# C2M3: Peer Reviewed Assignment

### Outline:
The objectives for this assignment:

1. Motivate the use of two-way ANOVA through real data analysis examples.

2. Interpret the two-way ANOVA model, with and without interaction terms.

3. Construct and interpret interaction plots to visually assess the importance of an interaction term.

4. Conduct hypothesis tests to decide whether a two-way ANOVA interaction term is statistically significant.

5. Use the two-way ANOVA and ANCOVA models to answer research questions using real data.


General tips:

1. Read the questions carefully to understand what is being asked.
2. This work will be reviewed by another human, so make sure that you are clear and concise in what your explanations and answers.

In [2]:
# Load Required Packages
library(tidyverse)
library(ggplot2) # a package for nice plots!
library(dplyr)
library(emmeans)

# Problem 1: e-reader data

In this assignment, we learn to answer our two-way ANOVA research questions through the analysis of real data. We will use the ereader data. The study that generated these data can be found here: [P.-C. Chang, S.-Y. Chou, K.-K. Shieh (2013). "Reading Performance and Visual Fatigue When Using Electronic Displays in Long-Duration Reading Tasks Under Various Lighting Conditions," Displays, Vol. 34,
pp. 208-214.](http://users.stat.ufl.edu/~winner/data/ereader1.txt)) 

Electronic paper display devices, such as the Amazon Kindle have changed the way that people read. But has it changed for the better? In a 2013 study titled "Reading Performance and Visual Fatigue When Using Electronic Displays in Long-Duration Reading Tasks Under Various Lighting Conditions", researchers set out to ask whether reading speed (a continuous variable) differed across different electronic paper displays. In addition, they were also interested in whether different lighting conditions impacted reading speed. As such, this experiment had one response with two different factors:

1. Device type: three different types.
    1. Sony PRS-700 with a 6-in. display, $800 \times 600$ resolution; 
    2. Amazon Kindle DX with a 9.7-in. display, $1200 \times 824$ resolution; and 
    3. iRex 1000S with a 10.2-in. display, $1024 \times 1280$ resolution.

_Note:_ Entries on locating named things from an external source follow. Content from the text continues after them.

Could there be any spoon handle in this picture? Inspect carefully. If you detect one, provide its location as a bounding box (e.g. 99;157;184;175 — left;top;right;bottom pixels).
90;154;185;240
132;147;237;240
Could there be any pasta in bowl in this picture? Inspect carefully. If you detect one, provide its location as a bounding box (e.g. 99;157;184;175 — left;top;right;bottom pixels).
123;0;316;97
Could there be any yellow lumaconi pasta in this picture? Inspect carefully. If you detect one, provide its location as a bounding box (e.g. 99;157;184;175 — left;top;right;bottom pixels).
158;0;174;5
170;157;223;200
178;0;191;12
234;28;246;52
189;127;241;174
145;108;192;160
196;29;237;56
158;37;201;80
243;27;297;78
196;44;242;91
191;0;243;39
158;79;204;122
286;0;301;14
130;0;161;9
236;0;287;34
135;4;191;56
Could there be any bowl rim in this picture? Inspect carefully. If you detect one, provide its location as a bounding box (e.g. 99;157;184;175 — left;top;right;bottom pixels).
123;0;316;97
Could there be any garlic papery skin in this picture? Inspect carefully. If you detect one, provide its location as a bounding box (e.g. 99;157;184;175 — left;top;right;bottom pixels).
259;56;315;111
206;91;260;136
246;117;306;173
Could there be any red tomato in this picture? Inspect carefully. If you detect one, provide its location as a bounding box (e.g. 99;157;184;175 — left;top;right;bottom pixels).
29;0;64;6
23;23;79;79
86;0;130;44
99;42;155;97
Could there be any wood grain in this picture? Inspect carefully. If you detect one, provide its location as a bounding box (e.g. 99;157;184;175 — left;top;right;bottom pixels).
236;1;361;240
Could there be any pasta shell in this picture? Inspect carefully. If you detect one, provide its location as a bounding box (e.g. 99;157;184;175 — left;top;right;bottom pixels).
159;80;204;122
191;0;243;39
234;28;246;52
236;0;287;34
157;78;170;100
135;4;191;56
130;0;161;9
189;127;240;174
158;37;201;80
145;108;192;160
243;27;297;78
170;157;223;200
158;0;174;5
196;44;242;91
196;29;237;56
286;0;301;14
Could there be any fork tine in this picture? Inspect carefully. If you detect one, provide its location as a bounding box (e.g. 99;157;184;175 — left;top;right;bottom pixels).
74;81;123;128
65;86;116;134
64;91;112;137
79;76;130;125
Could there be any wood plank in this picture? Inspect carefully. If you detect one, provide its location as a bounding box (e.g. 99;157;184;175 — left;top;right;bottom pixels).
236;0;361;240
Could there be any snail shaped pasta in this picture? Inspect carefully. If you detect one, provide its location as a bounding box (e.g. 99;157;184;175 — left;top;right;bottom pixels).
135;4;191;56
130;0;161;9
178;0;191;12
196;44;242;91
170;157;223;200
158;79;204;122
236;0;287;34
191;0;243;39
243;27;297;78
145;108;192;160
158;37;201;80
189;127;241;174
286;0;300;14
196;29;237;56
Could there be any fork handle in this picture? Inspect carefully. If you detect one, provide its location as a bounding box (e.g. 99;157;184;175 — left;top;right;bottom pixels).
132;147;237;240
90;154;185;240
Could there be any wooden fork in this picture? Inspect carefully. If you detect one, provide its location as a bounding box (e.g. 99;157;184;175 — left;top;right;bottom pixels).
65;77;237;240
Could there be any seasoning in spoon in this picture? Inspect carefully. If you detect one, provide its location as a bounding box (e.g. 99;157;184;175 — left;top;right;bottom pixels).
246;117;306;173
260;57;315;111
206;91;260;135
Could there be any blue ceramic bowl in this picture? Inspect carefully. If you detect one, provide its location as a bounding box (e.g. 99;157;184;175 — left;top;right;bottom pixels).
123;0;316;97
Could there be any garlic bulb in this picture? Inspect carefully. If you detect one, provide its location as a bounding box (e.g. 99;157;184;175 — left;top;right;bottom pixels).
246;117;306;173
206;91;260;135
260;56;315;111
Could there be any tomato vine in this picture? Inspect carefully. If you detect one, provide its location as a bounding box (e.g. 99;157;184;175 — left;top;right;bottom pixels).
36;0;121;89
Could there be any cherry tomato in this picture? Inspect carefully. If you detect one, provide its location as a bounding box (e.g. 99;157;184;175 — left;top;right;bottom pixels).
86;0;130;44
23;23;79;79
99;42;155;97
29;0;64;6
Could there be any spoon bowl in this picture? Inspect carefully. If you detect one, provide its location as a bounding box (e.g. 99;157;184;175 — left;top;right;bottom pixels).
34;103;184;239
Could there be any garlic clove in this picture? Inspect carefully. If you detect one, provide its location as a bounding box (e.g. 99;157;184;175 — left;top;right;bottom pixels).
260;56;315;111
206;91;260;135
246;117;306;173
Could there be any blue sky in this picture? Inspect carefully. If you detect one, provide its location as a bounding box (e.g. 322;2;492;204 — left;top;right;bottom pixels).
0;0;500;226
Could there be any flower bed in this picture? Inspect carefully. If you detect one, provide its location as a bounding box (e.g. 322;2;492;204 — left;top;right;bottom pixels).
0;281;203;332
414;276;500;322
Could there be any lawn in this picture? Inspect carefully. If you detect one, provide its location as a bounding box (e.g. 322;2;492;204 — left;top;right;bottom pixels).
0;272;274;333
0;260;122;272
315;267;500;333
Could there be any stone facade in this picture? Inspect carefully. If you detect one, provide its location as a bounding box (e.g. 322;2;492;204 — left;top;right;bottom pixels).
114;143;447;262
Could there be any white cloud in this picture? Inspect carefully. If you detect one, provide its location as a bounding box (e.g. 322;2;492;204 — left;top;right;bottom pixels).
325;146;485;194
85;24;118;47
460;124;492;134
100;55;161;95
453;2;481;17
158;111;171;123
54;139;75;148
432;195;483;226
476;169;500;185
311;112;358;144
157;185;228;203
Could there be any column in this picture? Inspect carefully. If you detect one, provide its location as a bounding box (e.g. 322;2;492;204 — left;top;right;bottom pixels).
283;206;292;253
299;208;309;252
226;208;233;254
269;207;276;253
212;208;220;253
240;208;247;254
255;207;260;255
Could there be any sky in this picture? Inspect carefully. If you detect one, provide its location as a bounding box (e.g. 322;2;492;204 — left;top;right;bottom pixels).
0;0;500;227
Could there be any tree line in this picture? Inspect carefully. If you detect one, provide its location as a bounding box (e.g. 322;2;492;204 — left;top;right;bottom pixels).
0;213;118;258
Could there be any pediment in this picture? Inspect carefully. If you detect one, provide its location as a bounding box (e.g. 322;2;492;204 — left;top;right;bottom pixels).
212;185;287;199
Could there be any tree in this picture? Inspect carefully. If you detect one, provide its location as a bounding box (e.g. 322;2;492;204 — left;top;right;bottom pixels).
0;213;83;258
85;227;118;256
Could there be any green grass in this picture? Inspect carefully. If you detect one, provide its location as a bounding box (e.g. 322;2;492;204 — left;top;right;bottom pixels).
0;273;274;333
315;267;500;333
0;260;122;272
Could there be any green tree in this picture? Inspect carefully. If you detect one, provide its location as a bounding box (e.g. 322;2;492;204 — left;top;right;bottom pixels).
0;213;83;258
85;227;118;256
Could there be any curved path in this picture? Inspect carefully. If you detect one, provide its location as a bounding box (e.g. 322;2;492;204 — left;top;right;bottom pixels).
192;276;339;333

2. Lighting Condition: four different conditions (200Lx,500Lx, 1000Lx, 1500Lx), Lx = lux, one lumen per square meter


3. Reading Time: measured in seconds.

With these data, we might ask the following **research questions**:

1. Are the effects of device type significant? That is, is there evidence that suggests that individuals read at different speeds based on the device that they are using?


2. Are the effects of lighting conditions significant? That is, is there evidence that suggests that individuals read at different speeds based on the reading lighting conditions?


3. Do device type and lighting conditions *interact*? For example, Suppose that, on average, people can read for longer on device A than on device B, in low light. Is that trend the same in medium light, or bright light? If not, for example, if B is better than A in bright light, then type and lighting interact.

Through this entire analysis, let's set $\alpha = 0.05$. 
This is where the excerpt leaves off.